There are scenes like this in many places in the metropolis of 25 million people. Be it the branch of a new pharmacy chain like the Chinese supplier “Harmay”, which actually sells its cosmetics on the Internet and now sells them in sparsely furnished stores, or any other store, the masses are there. Lines also form in front of hamburgers and ice cream parlors.

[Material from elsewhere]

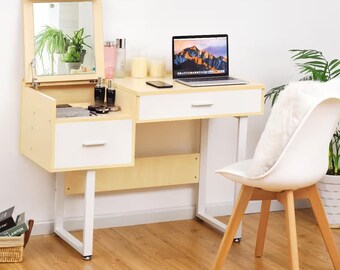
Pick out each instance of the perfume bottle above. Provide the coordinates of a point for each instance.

Return for exports and consumption
Retail sales grew 3.3 percent in September compared to the month of the previous year. While a strict lockdown is being considered in Germany and in many parts of the rest of the world, China overcame it in the painful weeks of spring. Exports and consumption are coming back now, and they are causing the second-largest economy to grow again almost as fast as it did before the crisis.
China’s gross domestic product increased 4.9 percent in the third quarter on a year-over-year basis. That’s less than the 5.5 percent many economists expected. But it’s a significant increase in growth of 3.2 percent in the second quarter and a complete reversal of development in the first three months of the year. There, China’s economy had contracted 6.8 percent after leadership in Beijing ordered the country to halt after the coronavirus outbreak in Wuhan. The closure of the city in central China lasted 76 days. In the rest of the country, life came to a standstill in many parts for almost a month and a half as people, voluntarily and involuntarily, were quarantined in their homes.
4.9 percent, which is not far behind the growth rate in 2019, which was 6.1 percent. The foreign trade statistics that the government announced last week had already given a preview of the fact that the Middle Kingdom is on the rise again. China’s exports abroad increased 9.9 percent year-on-year in September. Imports increased 13.2 percent in the period after falling 2.1 percent in the previous month.
Impressive virus statistics
Economists see this as a sign that the economic rebound in China is not just being driven by the sale of protective clothing and cheap products that the country is shipping across the oceans to Covid-19-affected states. Obviously, domestic demand is also increasing again after people have regained the courage that the pandemic has been defeated at least in their own country.